Nights #1 Review

Written by: Wyatt Kennedy

Art by: Luigi Formisano

Coloring by: Francesco Segala, Gloria Martinelli

Lettering by: Maria Letizia Mirabella

Editing by: Alana Fox

Have you ever read a book and had it feel more mature than you? That’s how it felt reading Nights #1. In my pursuit to continue diversifying my taste in comics outside of the Big Two, I’ve picked up an urban fantasy book that’s not like many others. While a vampire is a central character, this isn’t another These Savage Shores. Don’t expect any vampires to be allegories for something complex and old like imperialism, at least in this first issue. Rather, this story is about a kid who has a very inappropriate crush on a vampire. A vampire who happens to be roommates with his serial killer cousin/guardian, and a skeletal ghost who we haven’t gotten to yet.

The creative team is doing something more modern and mature with its fabled monsters. Ghosts are actively trying to figure out how to finish their unfinished business so they die a second time. The vampires are out and about but feel properly unadjusted. Most importantly, humans can feel far more monstrous than any monster.

Another way in which Nights #1 feels more mature is how the high schooler protagonist is framed in the presence of his vampire buddy. Everyone knows the trope of a vampire falling in love with a high schooler. While the vampire in this book doesn’t seem to have romantic feelings, the way she speaks and coerces him into committing crimes and her general vibe feel… predatory. Rather than have its vampire be the kind of predator who hunts and stalks prey like a wolf, the vampire in Nights #1 hunts and stalks like a predator you’ve met at a college party. She endears herself to people she has years of experience over and acts like she’s younger than she is. She appears cool and aloof in a way that would make any high school boy think she’s cool… but something is unsettling with how close and touchy she can be.

This is where I kind of feel that the book was more mature than me because I was falling for her tricks. I had the experience to realize that I shouldn’t be, but at the same time, I was second-guessing myself.
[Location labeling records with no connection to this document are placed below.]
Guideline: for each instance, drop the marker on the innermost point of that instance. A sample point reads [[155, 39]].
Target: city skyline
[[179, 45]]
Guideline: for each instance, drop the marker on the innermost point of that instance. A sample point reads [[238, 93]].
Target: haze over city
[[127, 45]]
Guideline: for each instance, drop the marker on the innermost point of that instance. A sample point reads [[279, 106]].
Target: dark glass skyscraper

The book feels so clever, like it’s wrapping a blanket around me only to block my peripheral so I don’t see the traps ahead. Hell, they may not even be there, I could be reading into things.
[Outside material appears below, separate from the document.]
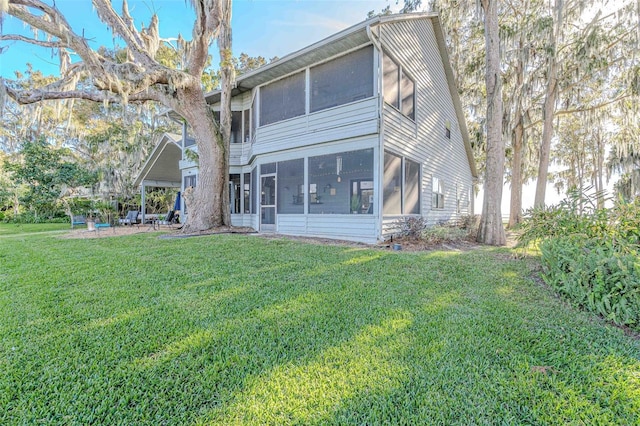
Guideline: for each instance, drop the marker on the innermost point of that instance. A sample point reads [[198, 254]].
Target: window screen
[[282, 99], [247, 192], [407, 91], [399, 88], [291, 186], [247, 126], [390, 72], [234, 193], [236, 126], [411, 187], [392, 190], [437, 200], [342, 80]]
I just really think the dynamic between the protagonist and the vampire feels like an intentional choice. This is partially because vampires are notorious for being social predators, but there’s also something else. The art of Nights #1 does this very subtle and incredibly skillful thing, where her smile doesn’t quite reach her eyes when she’s with the protagonist. I could be reading into and imposing my own biases on the story more than I should, but it’s interesting. It’s not a dynamic that’s often investigated in the media, nor is it framed in such a cynical view. It feels more honest depiction of this classic dynamic than we usually read. The urban fantasy environment just makes it all the more interesting.

Thank You For Reading! Read Nights #1 Yourself!

Maybe I’m crazy, maybe the book isn’t half as deep or intriguing as I think, but I know that I’m definitely waiting for the next issue to drop with great anticipation, and I heavily suggest that everyone else does too.